These are important times for McGlynn and the other Philadelphia Union young players. In addition to being in the Eastern Conference final and having the chance to be a league champion as a teenager, 2022 is shaping up to being an even bigger year.

Next season, the young players will likely see their minutes increase as Curtin will likely look to give them more responsibility, as he did when McKenzie and Aaronson hit their third and second years with the first team. In addition, McGlynn, Paxten Aaronson (the younger brother of Brenden), and Sullivan are all likely to be key parts of the United States U-20 team. The trio recently took part in the U-20 team’s first camp of the cycle at the Revelations Cup – which began just two days after the U.S. hired new coach Mikey Varas.
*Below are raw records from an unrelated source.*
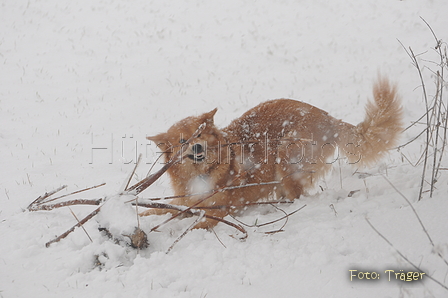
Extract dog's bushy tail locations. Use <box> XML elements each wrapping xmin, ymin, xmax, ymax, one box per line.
<box><xmin>339</xmin><ymin>76</ymin><xmax>403</xmax><ymax>166</ymax></box>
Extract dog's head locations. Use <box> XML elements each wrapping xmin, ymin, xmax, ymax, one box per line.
<box><xmin>147</xmin><ymin>109</ymin><xmax>225</xmax><ymax>164</ymax></box>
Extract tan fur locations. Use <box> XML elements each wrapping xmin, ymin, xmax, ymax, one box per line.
<box><xmin>140</xmin><ymin>77</ymin><xmax>402</xmax><ymax>228</ymax></box>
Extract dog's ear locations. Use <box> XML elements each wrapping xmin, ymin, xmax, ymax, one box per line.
<box><xmin>201</xmin><ymin>108</ymin><xmax>218</xmax><ymax>124</ymax></box>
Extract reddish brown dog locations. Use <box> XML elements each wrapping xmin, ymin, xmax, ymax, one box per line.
<box><xmin>140</xmin><ymin>78</ymin><xmax>402</xmax><ymax>228</ymax></box>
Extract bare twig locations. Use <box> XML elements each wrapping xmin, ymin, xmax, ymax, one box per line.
<box><xmin>45</xmin><ymin>206</ymin><xmax>101</xmax><ymax>247</ymax></box>
<box><xmin>28</xmin><ymin>199</ymin><xmax>103</xmax><ymax>211</ymax></box>
<box><xmin>123</xmin><ymin>153</ymin><xmax>142</xmax><ymax>191</ymax></box>
<box><xmin>27</xmin><ymin>185</ymin><xmax>67</xmax><ymax>209</ymax></box>
<box><xmin>68</xmin><ymin>207</ymin><xmax>93</xmax><ymax>242</ymax></box>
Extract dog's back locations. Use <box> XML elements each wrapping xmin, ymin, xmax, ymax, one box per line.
<box><xmin>142</xmin><ymin>78</ymin><xmax>402</xmax><ymax>227</ymax></box>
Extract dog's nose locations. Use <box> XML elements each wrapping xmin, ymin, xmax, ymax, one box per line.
<box><xmin>191</xmin><ymin>144</ymin><xmax>204</xmax><ymax>154</ymax></box>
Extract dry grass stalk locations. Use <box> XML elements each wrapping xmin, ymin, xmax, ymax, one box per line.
<box><xmin>398</xmin><ymin>18</ymin><xmax>448</xmax><ymax>200</ymax></box>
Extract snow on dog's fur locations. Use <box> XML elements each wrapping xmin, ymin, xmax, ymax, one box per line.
<box><xmin>140</xmin><ymin>77</ymin><xmax>402</xmax><ymax>228</ymax></box>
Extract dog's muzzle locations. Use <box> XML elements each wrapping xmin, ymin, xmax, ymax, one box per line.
<box><xmin>187</xmin><ymin>144</ymin><xmax>205</xmax><ymax>162</ymax></box>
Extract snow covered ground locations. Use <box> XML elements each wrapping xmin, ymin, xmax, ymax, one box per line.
<box><xmin>0</xmin><ymin>0</ymin><xmax>448</xmax><ymax>298</ymax></box>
Next summer the team will take part in a critical tournament that will serve as qualifying for both the 2023 U-20 World Cup and the 2024 Olympic games with the latter being a tournament the men’s side hasn’t qualified for since 2008.

McGlynn enjoyed the team’s first camp of the cycle and believes that once the team has the time to gel and prepare, it should be a very good team.

"It's a big priority,” McGlynn said of the U-20 team. “It's an honor to get called up with me, Paxten, and Quinn - all three of us. It was great being there. The coach there, I like him a lot. He didn't have a lot of time to prepare. But I think as we go on as a group, we're going to be a very good team."

"It's just one simple goal -- that is to qualify,” he added of ending the Olympic drought. “There's no other way around it. We just we have to qualify no matter what."

But before that, there are still massively important games in 2021 and that begins on Sunday when Philadelphia will look to book a place in MLS Cup – and perhaps even host the final should Real Salt Lake defeat Portland in the Western Conference final.

Philadelphia sports fans are rabid whenever any of the city’s teams are pushing for a title. For McGlynn, this is his first experience, but driving through the city on the way to practice – he gets the sense that this is a special time for him, the club, and the city.

“The fans are great,” McGlynn said optimistically ahead of Sunday. “You see banners all around Philadelphia. The fans are supporting us. So as players, we all see that -- and it helps us on the field.”